[R-sig-ME] Does the “non-independent" data structure defined in mixed models follow the “independency” defined by probability theory?

Tue Sep 6 09:41:56 CEST 2016

Thank you Ben for the answer. Now I am wondering:

1) If I happened to have a grouping variable that is not by design, for instance my randomly selected observations turned out to show some site related characteristics, is it sound to apply a mixed model including site as random intercept? In practice, it is pretty common to use site as a fixed effect in the regression analysis (i.e. to detect the main effect after adjusting site effect), even site is not a factor in the experimental/observational design.

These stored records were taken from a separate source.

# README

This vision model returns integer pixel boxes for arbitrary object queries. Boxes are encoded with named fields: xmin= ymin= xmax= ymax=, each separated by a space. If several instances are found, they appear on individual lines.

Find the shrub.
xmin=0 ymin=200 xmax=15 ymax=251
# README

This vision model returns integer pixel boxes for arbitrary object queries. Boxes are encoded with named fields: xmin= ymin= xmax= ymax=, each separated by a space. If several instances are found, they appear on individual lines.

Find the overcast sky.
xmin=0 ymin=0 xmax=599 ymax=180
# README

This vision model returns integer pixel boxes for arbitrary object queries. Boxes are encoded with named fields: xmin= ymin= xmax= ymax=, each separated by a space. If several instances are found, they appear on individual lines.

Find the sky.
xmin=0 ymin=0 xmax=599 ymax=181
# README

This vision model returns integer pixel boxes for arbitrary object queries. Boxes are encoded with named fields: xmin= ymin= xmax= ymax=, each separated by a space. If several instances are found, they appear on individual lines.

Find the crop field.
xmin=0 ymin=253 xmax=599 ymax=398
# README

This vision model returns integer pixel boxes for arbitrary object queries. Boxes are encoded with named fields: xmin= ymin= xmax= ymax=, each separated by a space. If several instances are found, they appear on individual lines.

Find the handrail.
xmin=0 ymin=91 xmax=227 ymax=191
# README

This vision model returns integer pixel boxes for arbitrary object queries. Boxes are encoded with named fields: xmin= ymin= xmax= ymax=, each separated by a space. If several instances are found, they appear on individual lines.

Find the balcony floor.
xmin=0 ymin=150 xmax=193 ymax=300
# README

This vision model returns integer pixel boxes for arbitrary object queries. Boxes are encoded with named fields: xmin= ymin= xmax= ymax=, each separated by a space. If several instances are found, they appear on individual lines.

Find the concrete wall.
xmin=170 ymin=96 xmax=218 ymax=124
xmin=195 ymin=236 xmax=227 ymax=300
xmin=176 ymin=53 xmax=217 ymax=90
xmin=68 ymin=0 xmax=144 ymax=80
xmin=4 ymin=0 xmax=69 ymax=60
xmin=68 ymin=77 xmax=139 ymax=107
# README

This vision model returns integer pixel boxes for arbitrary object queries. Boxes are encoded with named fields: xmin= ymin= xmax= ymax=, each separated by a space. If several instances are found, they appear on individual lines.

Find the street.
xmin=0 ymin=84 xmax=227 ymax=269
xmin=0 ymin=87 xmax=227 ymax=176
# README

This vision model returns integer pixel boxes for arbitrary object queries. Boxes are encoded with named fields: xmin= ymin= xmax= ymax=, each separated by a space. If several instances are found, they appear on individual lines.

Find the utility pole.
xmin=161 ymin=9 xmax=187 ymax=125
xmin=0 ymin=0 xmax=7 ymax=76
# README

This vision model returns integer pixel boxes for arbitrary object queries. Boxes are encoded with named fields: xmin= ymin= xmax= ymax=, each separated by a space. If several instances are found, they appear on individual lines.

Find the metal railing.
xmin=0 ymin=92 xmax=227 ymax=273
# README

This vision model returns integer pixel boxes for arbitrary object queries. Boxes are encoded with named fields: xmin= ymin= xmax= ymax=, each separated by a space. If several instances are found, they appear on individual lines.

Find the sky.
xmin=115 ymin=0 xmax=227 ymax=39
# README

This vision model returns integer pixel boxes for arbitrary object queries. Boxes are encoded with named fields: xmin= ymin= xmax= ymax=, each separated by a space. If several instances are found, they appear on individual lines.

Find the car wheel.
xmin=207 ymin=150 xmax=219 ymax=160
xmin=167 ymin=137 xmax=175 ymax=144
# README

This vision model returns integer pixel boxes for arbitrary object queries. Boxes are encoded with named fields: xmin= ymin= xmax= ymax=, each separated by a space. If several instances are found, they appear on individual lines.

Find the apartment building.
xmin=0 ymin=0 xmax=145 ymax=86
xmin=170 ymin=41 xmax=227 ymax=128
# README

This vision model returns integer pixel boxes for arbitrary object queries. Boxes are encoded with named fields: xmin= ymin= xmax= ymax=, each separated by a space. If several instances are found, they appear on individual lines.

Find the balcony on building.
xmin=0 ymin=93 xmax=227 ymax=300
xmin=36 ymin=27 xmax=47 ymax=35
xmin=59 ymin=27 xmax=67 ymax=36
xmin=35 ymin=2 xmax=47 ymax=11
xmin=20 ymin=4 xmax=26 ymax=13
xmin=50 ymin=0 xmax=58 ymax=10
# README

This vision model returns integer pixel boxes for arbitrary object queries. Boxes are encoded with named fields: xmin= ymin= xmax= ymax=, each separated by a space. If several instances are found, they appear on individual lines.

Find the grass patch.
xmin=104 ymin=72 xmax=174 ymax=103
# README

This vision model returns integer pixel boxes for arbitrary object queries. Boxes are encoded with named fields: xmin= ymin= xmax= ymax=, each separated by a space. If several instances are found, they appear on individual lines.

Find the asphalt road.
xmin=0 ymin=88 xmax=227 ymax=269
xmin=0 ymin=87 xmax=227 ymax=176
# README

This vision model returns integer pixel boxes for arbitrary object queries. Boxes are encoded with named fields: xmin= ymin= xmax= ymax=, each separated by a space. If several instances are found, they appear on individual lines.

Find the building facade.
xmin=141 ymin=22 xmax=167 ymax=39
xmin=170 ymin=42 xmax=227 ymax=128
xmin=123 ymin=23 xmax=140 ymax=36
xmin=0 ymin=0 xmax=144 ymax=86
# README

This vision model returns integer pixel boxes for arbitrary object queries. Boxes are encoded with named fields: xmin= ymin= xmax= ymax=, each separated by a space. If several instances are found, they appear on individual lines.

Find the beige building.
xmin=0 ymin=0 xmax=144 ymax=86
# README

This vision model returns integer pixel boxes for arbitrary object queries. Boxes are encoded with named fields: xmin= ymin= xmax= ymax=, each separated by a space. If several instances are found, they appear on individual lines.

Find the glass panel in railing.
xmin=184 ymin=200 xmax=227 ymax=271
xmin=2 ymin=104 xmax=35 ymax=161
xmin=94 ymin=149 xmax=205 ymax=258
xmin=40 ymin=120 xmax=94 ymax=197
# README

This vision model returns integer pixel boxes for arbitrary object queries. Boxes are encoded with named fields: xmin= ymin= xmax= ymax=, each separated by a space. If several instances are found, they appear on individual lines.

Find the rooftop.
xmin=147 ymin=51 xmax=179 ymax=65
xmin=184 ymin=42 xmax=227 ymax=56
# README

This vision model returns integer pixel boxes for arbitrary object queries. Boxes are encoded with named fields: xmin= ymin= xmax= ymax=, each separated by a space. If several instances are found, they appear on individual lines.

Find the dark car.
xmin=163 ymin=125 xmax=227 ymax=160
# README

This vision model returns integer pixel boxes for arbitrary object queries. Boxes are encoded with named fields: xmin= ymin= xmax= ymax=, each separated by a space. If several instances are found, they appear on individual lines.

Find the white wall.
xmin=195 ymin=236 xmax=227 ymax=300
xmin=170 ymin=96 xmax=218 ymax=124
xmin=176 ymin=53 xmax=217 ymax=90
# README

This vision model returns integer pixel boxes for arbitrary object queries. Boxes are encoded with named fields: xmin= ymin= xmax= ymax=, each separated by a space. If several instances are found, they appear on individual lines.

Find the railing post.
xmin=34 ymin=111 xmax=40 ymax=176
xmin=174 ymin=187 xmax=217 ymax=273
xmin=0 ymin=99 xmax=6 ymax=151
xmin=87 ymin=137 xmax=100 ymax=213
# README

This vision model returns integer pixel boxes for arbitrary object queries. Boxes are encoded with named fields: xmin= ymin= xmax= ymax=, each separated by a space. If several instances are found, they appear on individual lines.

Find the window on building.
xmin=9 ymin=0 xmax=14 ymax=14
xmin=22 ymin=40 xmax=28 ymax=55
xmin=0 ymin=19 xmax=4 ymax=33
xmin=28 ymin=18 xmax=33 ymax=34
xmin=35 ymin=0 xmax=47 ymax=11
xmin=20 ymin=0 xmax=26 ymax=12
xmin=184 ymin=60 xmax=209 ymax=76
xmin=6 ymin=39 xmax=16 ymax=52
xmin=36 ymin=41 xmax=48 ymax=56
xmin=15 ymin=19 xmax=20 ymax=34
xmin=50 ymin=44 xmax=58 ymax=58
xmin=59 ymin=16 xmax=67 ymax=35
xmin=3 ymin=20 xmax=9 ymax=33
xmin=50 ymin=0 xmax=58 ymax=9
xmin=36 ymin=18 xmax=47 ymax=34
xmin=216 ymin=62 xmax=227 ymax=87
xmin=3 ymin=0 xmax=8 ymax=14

2) If site can be used as a random intercept, what is the exact criteria for non-independence (i.e. nested structure ) in the context of applying a mixed model? Not the same as what you defined below?

3) In case site can not be used as random intercept, but can be used as a fixed factor: I assume that if a categorical variable can be modeled as a fixed effect, it can also be modeled as random effect (both are trying to estimate an  effect, but using different ways). Additionally, there is no limitation about on what condition we can  use a variable as fixed factor during regression (you can apply any variable as an fixed effect if you hypothesie the effect, no non-independence requirements). Why do we need non-independence condition for the random factors?

Thanks

Regards,
Chun

-----Original Message-----
From: Ben Bolker [mailto:bbolker at gmail.com] 
Sent: maandag, september 05, 2016 20:51
To: Chen, Chun
Cc: r-sig-mixed-models at r-project.org
Subject: Re: [R-sig-ME] Does the “non-independent" data structure defined in mixed models follow the “independency” defined by probability theory?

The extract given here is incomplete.